Из ее рассказа следовало, что Боровина на кафедре не только не любили, но попросту ненавидели. Из-за чего? Он имел громкое имя, массу платных учеников, пользовался успехом как переводчик, но главное – всегда вел себя совершенно независимо. Никогда не принимал участия в попойках на кафедре, после которых ей, Жанне, приходилось выгребать пустые бутылки и мыть тарелки ледяной водой (горячей в институте отроду не было). Никаких романчиков, никаких интриг. Словом, он держался так, будто его задача – явиться раз в неделю и отчитать свою лекцию.

– Остальные обижались, – говорила девушка, уже чуть успокоившись, – особенно Юра. Его можно понять, он часто замещал Алексея Михайловича, когда тот болел, но…

– Слишком часто?

Она кивнула:

– И очень ему завидовал. Именно он на последнем ученом совете и поставил вопрос о том, сколько может длиться подобный хаос. Сказал, что если Боровин пренебрегает своими обязанностями и своими студентами – пусть читает лекции на дому.

– А что ответил Боровин?

– Его там не было, – пояснила Жанна, вытирая подсохшие слезы. – Он никогда не ходил. Еще и это! На него обижались сперва за то, что он никого не замечает, а потом сами перестали замечать. Специально. А вот студенты его просто обожали!

Она была готова снова разрыдаться, но Голубкину пришла в голову идея.

– Жанночка, а студенты? Они ведь его ждут!

– Ой, – она вскочила, едва не уронив стул. – Побегу, скажу… Что будет!

– Я с тобой!

Жанна благодарно на него взглянула и непроизвольно всхлипнула.

Пройдя по гулкому коридору и поднявшись по старой лестнице, каменные ступени которой были так стерты в середине, что казались прогнутыми, они подошли к дверями аудитории. Там раздавался неясный гул, который становился все громче. Жанна беспомощно взглянула на следователя:

– Как я им это скажу?

– Просто иди со мной, – решил следователь. – А говорить буду я.

Они вошли, и шум моментально стих. Студенты бросились было рассаживаться по местам, но увидев, что вошла всего лишь методистка да еще какой-то незнакомый мужик, в ожидании уставились на них. Тут было человек пятнадцать. Постарше и совсем школьники, одетые как шикарно, так и скромно, те, кто смотрел на него, и те, кто преспокойно продолжал болтать, повернувшись спиной.

– Господа студенты, вот что я вам скажу, – решительно начал Голубкин, мельком показывая свое удостоверение. – Ваш преподаватель Алексей Михайлович Боровин этой ночью был убит. В своей квартире, – повторил он то же, что сказал на кафедре.

По аудитории пронесся легкий, едва различимый вздох. Теперь все молчали.

– Я веду это дело. Долго говорить не буду, просто запишу вот этот номер.

Он повернулся к доске, взял мелок и написал свой рабочий телефон и имя.

– Каждый, кто может и хочет что-то рассказать о Боровине, звоните.
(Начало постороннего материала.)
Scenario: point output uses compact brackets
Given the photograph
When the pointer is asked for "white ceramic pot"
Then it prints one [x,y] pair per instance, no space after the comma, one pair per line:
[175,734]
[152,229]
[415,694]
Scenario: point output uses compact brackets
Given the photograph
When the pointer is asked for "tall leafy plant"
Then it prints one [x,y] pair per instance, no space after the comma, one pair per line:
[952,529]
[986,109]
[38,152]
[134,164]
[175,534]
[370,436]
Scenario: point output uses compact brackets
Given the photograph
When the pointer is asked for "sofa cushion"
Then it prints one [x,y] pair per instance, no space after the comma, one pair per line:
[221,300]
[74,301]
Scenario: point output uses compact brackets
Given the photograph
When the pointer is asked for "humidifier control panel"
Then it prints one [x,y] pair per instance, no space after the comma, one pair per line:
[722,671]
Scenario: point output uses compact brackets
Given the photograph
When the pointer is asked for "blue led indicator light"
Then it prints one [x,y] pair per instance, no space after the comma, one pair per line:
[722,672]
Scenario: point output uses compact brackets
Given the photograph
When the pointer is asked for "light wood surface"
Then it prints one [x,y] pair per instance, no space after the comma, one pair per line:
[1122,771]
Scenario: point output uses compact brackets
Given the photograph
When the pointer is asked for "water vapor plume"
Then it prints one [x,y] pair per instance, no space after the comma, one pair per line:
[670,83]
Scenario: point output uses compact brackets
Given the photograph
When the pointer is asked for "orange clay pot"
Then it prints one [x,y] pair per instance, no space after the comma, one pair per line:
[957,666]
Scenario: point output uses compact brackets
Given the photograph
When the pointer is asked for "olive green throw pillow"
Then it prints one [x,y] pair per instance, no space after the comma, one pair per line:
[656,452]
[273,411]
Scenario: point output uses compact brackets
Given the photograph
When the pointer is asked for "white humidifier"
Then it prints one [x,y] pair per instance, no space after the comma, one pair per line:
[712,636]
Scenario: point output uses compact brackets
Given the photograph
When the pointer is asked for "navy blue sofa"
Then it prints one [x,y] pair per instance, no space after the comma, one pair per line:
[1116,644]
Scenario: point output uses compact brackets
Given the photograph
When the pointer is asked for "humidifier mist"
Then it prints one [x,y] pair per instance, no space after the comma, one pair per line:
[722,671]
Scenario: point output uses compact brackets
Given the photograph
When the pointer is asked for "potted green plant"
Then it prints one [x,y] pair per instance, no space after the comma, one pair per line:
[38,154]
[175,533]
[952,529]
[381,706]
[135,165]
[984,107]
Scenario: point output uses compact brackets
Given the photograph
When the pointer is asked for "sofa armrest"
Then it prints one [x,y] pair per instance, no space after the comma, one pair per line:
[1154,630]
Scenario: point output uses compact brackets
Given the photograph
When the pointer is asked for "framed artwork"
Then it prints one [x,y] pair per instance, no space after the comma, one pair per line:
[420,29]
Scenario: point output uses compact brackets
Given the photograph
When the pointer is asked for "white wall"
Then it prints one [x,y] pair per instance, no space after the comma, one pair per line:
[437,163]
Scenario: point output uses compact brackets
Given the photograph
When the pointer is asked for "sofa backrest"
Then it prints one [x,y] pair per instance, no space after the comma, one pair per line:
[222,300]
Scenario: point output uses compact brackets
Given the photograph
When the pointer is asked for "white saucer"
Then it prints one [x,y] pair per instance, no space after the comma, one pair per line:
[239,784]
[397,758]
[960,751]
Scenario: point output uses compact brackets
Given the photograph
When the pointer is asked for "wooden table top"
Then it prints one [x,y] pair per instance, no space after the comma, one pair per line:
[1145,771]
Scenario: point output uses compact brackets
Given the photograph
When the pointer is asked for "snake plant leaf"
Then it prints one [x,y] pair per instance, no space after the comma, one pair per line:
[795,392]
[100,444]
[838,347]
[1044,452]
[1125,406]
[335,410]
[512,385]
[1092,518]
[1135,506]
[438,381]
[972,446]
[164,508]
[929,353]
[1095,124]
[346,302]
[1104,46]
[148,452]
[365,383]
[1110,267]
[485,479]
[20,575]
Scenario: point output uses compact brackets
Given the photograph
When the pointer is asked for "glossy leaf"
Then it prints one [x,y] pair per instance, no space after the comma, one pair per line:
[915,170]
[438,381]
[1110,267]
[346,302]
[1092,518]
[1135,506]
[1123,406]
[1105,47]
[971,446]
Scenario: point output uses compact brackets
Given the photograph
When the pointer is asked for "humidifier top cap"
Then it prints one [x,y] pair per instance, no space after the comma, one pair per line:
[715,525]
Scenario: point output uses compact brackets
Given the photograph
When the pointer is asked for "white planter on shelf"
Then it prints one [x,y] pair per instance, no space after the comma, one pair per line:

Можно и ночью – там есть автоответчик. Меня интересует все.

– Допрыгался! – звонко и четко раздалось где-то в глубине аудитории, и следователь немедленно взглянул туда. Парни, девушки – все смотрели на него с непроницаемыми лицами. «Студенты его любили» – говорила Жанна. Тогда…

– Кто это сказал?

Голубкин не получил ответа. Все молчали – даже те, кто явно мог указать на говорившего.

– Хорошо, – следователь стряхнул с пальцев частички мела. – Я прошу звонить.

Он вышел и не стал дожидаться Жанны, которая осталась в аудитории, объясняя что-то окружившим ее студентам. Вышел во двор, сел в машину, на минуту задумался…


– Вот такая ситуация, – сказал он группе, которая уже собрала все вещи и готовилась уходить из квартиры Боровина. – На кафедре его ненавидели и завидовали. Насчет студентов методистка говорит, что обожали, но и там кто-то имеет на него зуб. Поеду-ка я к Дане. Кажется, работенка будет веселая. Контактов слишком много.

– Да ты бы выгнал их всех в коридор и вызывал по одному, как на экзамен!

– Сдурел? – Следователь постучал себя пальцем по виску. – До вечера? И толку бы не было. Им требуется время все обдумать. Нет, мне нужен Даня.

В глубине души он был уверен, что поступил правильно, не допрашивая ребят по свежим следам. Кто-нибудь из них позвонит. Обязательно позвонит. И это может быть даже тот (или та), кто сказал: «Допрыгался!» В этом возгласе звучали ненависть и презрение – очень искренние и очень юные. А значит, искренние вдвойне.